No problem, Ebbie. It may take a couple of days of concentration, but that's a small price to pay for what you gain. If you can play scales by ear, then you're already ahead of the game.

Here's a system that one of my students worked out to help him learn where the notes are on a guitar. He'd been an engineer at Boeing, was in his seventies, and recently retired   He had never played a musical instrument before and figured now was the time. He wanted to learn a bit of classic, some folk, anything he could pick up, so I started him the way I usually do with students who are game to do it this way:   a little classic technique for openers.

He was having a bit of a problem relating the notes on the page with where they were on the guitar, so he turned his engineering-oriented mind (lotsa numbers) to the problem and came up with a neat system. By each note, he wrote a number that looked like a fraction. He broke it down for me. The top number was the string, the bottom number was the fret. Neat! Then, as he played the notes, he'd say them. "C, D, E, F," etc., until he had it down pat and didn't need the numbers anymore.

Anyway, you may already know where C, D, E and all that are on the fingerboard, but just in case you don't, here's a C scale in the first position (within the first four frets and using open strings) using his system   

(C)5/3 – (D)4/0 – (E)4/2 – (F)4/3 – (G)3/0 – (A)3/2 – (C)2/1

To extend it to cover the whole first position, (E)6/0 – (F)6/1 – (G)6/3 – (A)5/0 – (B)5/2 – (C)5/3 - (D)4/0 – (E)4/2 – (F)4/3 – (G)3/0 – (A)3/2 – (C)2/1 – (D)2/3 – (E)1/0 – (F)1/1 – (G)1/3, and you can take it back down again or just generally goof around with it.

I know this looks pretty messy, but it's really fairly simple.
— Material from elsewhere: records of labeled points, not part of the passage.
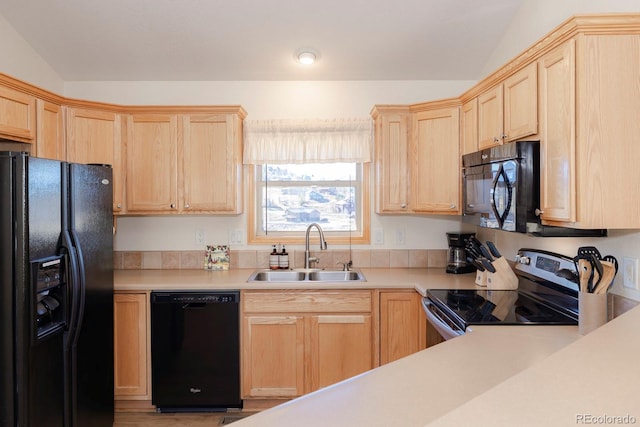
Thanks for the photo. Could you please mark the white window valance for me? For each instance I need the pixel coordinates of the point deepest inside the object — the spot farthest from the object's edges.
(307, 141)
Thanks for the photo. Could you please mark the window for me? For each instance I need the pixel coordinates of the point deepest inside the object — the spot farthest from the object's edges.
(306, 172)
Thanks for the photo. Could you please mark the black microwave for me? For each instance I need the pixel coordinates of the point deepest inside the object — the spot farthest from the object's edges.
(501, 190)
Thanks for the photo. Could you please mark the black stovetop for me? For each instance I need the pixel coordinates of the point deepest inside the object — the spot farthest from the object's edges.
(546, 295)
(499, 307)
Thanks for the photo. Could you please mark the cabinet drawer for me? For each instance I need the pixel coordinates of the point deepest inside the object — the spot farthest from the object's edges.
(307, 301)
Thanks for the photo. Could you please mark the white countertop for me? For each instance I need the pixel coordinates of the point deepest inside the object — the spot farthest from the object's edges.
(418, 389)
(492, 376)
(418, 278)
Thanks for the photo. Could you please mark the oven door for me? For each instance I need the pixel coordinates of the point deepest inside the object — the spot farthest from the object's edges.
(445, 327)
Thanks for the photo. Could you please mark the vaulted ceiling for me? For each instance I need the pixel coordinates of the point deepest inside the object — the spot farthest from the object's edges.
(101, 40)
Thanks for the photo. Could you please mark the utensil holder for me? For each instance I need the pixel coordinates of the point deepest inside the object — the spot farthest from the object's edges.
(592, 311)
(503, 278)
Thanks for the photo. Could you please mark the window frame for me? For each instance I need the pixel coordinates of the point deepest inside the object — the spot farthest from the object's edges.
(298, 237)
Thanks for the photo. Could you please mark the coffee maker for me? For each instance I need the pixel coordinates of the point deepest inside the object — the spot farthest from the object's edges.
(457, 263)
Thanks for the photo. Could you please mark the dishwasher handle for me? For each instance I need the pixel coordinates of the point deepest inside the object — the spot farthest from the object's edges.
(447, 329)
(195, 298)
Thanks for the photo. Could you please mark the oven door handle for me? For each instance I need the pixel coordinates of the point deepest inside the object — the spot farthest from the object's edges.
(434, 315)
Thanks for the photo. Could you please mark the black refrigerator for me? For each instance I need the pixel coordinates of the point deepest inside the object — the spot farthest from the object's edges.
(56, 293)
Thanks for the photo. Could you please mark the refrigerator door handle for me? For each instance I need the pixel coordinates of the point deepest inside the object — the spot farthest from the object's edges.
(80, 293)
(72, 279)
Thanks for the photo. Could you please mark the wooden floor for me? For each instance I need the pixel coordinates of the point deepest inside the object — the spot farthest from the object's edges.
(152, 419)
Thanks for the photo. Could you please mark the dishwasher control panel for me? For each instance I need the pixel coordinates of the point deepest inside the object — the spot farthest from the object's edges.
(195, 297)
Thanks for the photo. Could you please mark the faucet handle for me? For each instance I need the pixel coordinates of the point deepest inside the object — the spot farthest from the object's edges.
(346, 265)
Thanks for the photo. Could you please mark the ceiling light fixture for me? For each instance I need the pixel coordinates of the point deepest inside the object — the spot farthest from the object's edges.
(306, 56)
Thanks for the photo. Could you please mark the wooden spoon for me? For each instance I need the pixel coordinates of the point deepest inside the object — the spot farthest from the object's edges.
(608, 274)
(584, 273)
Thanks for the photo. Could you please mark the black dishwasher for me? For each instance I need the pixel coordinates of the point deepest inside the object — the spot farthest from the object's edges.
(195, 351)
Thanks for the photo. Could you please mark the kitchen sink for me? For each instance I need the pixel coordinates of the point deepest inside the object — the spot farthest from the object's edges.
(277, 276)
(306, 276)
(334, 276)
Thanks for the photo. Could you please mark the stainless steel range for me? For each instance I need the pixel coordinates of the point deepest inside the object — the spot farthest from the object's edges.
(547, 294)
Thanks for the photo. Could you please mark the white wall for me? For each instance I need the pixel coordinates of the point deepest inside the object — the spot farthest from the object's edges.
(19, 60)
(535, 18)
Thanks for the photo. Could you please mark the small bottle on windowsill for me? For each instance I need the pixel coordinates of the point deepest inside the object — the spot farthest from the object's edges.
(284, 259)
(274, 259)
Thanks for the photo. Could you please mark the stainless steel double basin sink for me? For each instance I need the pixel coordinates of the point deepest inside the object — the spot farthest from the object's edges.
(311, 275)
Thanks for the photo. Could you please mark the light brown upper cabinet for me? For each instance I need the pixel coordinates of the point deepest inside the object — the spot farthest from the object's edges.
(417, 160)
(184, 163)
(95, 136)
(17, 115)
(152, 170)
(392, 175)
(435, 166)
(590, 105)
(212, 163)
(50, 141)
(509, 111)
(469, 127)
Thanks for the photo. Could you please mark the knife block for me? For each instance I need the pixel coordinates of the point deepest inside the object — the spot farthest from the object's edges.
(481, 278)
(503, 278)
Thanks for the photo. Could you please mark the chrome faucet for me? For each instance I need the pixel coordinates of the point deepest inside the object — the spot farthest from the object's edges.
(323, 245)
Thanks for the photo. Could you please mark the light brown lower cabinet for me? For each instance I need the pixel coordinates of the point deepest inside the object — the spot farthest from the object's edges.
(402, 324)
(295, 342)
(132, 361)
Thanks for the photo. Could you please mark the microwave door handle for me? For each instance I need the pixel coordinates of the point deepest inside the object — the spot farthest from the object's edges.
(494, 185)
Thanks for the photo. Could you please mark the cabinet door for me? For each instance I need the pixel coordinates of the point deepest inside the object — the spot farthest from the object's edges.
(152, 177)
(557, 134)
(469, 130)
(490, 125)
(392, 162)
(402, 325)
(50, 137)
(341, 346)
(212, 169)
(273, 356)
(131, 344)
(521, 104)
(17, 115)
(94, 136)
(436, 161)
(608, 130)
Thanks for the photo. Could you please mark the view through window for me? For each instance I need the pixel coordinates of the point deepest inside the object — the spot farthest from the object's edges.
(292, 196)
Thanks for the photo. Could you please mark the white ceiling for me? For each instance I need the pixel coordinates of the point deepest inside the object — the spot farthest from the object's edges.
(102, 40)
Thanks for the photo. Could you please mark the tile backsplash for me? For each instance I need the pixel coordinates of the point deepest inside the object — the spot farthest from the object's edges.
(362, 258)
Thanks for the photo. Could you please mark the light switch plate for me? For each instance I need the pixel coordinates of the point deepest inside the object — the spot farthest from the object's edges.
(378, 236)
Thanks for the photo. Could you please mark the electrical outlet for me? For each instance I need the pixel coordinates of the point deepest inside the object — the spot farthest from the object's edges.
(378, 236)
(235, 237)
(630, 272)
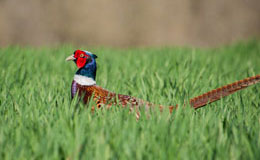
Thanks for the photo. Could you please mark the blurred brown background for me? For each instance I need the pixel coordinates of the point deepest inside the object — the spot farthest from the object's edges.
(124, 23)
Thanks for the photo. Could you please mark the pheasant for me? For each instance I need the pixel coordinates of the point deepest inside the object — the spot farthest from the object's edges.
(84, 85)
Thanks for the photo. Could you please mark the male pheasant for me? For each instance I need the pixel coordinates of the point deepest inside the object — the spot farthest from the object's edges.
(85, 85)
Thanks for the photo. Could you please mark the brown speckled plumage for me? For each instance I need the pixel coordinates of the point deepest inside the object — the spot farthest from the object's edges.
(103, 97)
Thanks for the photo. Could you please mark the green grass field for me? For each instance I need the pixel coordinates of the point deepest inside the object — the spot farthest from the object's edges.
(38, 120)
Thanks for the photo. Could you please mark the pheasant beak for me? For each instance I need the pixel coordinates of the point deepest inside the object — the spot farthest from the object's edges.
(70, 58)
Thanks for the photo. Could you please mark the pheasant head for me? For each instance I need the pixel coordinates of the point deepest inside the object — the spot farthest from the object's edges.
(85, 62)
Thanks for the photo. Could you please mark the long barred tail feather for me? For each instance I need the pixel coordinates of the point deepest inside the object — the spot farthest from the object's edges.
(224, 91)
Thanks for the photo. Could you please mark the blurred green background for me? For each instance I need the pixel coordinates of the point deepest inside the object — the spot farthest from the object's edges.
(124, 23)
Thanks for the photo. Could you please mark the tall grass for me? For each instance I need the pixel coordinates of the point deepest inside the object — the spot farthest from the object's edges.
(38, 120)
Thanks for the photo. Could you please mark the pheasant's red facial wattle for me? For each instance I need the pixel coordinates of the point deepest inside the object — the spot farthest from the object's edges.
(81, 58)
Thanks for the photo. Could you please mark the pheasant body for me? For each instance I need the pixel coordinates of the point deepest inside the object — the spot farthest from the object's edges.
(85, 85)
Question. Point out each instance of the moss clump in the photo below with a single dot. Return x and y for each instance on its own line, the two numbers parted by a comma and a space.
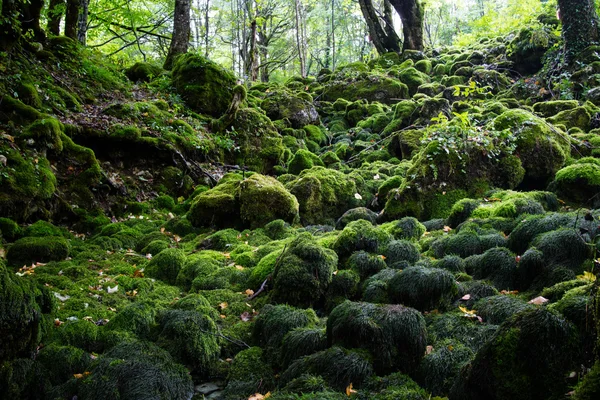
274, 322
303, 159
249, 374
527, 358
579, 183
361, 235
337, 366
204, 85
142, 72
21, 321
136, 370
29, 250
190, 337
543, 149
324, 194
166, 265
423, 288
393, 334
302, 276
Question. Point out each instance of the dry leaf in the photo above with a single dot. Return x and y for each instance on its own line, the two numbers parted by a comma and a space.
349, 390
538, 301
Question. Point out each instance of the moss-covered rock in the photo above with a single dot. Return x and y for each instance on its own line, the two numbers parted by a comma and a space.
394, 334
534, 349
204, 85
324, 194
29, 250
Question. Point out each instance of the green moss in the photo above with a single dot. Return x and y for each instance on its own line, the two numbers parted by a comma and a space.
579, 183
204, 85
166, 265
337, 366
190, 337
136, 370
142, 72
423, 288
323, 194
249, 374
37, 249
393, 334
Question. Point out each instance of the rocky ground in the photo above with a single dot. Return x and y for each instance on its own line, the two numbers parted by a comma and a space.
403, 229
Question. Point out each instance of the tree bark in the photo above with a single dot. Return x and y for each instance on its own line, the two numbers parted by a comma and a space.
411, 14
579, 26
72, 18
384, 39
181, 32
55, 13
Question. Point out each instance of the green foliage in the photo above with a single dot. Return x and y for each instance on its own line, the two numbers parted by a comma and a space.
393, 334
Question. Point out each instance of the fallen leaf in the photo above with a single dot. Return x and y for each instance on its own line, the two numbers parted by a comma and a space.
349, 390
538, 301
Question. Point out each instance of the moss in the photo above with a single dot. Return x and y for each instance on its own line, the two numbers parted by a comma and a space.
303, 159
423, 288
9, 230
134, 371
534, 349
204, 85
37, 249
361, 235
166, 265
249, 374
393, 334
190, 337
274, 322
550, 108
323, 194
542, 148
337, 366
142, 72
579, 183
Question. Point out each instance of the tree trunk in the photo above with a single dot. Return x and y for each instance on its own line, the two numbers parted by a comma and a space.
384, 39
30, 19
9, 32
181, 32
72, 18
411, 14
579, 26
55, 12
82, 22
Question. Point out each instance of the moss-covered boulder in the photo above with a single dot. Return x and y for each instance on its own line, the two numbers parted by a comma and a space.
137, 370
238, 202
542, 148
324, 194
579, 183
393, 334
304, 272
22, 306
204, 85
285, 104
527, 358
29, 250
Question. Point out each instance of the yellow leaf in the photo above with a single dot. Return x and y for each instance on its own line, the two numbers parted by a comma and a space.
349, 390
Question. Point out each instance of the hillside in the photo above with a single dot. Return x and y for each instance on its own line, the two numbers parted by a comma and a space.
424, 225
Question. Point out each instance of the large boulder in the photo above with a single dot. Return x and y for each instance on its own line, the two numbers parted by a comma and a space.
238, 202
204, 85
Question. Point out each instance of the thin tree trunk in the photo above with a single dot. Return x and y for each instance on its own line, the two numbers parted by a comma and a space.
384, 39
579, 26
55, 13
300, 39
83, 17
71, 18
181, 32
411, 14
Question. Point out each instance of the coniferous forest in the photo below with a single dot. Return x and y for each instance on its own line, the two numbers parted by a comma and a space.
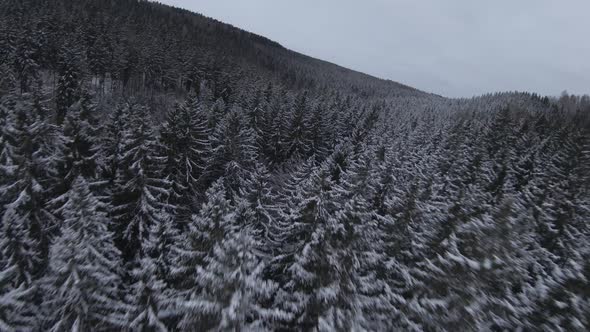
163, 171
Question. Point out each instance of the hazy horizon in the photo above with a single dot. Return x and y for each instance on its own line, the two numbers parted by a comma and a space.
455, 49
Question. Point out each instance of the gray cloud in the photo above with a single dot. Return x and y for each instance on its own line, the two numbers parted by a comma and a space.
454, 48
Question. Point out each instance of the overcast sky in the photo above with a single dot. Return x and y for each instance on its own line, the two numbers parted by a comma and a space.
456, 48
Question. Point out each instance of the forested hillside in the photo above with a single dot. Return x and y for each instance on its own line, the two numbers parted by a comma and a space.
162, 171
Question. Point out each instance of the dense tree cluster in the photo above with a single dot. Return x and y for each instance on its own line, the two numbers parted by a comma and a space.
147, 189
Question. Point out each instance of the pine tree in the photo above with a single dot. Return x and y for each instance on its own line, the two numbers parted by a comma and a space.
206, 230
149, 299
234, 293
234, 151
259, 200
81, 288
140, 193
68, 85
17, 309
29, 163
185, 137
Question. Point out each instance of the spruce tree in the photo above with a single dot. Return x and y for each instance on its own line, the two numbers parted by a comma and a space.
140, 191
81, 287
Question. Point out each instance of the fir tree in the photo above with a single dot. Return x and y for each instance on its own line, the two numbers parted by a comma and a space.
81, 288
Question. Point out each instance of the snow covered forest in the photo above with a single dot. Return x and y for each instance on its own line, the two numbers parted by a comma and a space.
162, 171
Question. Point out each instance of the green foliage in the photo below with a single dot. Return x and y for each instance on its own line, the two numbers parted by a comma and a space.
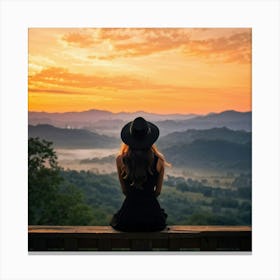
51, 201
68, 197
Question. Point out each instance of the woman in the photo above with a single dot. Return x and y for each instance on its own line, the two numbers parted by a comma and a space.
140, 168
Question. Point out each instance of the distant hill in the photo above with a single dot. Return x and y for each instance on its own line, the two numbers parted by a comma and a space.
91, 117
218, 133
72, 138
231, 119
210, 154
105, 122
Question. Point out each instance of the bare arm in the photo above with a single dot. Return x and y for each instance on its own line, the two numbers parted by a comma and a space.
119, 169
160, 169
If we could sit down together with a couple of guitars, I could show it to you in about ten minutes.

By the way, standard left-hand fingering for any style of guitar when playing scales or single-note passages (or bass runs, which are just partial scales) is a simple open, one, two, three, four. That is, notes on the first fret played with the first finger (index), on the second string with the second finger (middle), and so on. Pretty straightforward.

Just bear with me, I'll get you there.

Once you've learn this, you know where all of the "white key" notes are (referring, of course, to the piano) in the first position on the fingerboard. That's for starters. As you move around the Circle of Fifths (good stuff on this link), with each step you have to add either a sharp or a flat (depending on which way you're going) to keep the scale structure consistent. For the bewildered, to sharp a note, take it up one fret, to flat it, take it down one.

But that's for another day. Just get the C scale down and you're on your way.

I hope this a) isn't totally bewildering; and b), actually helps.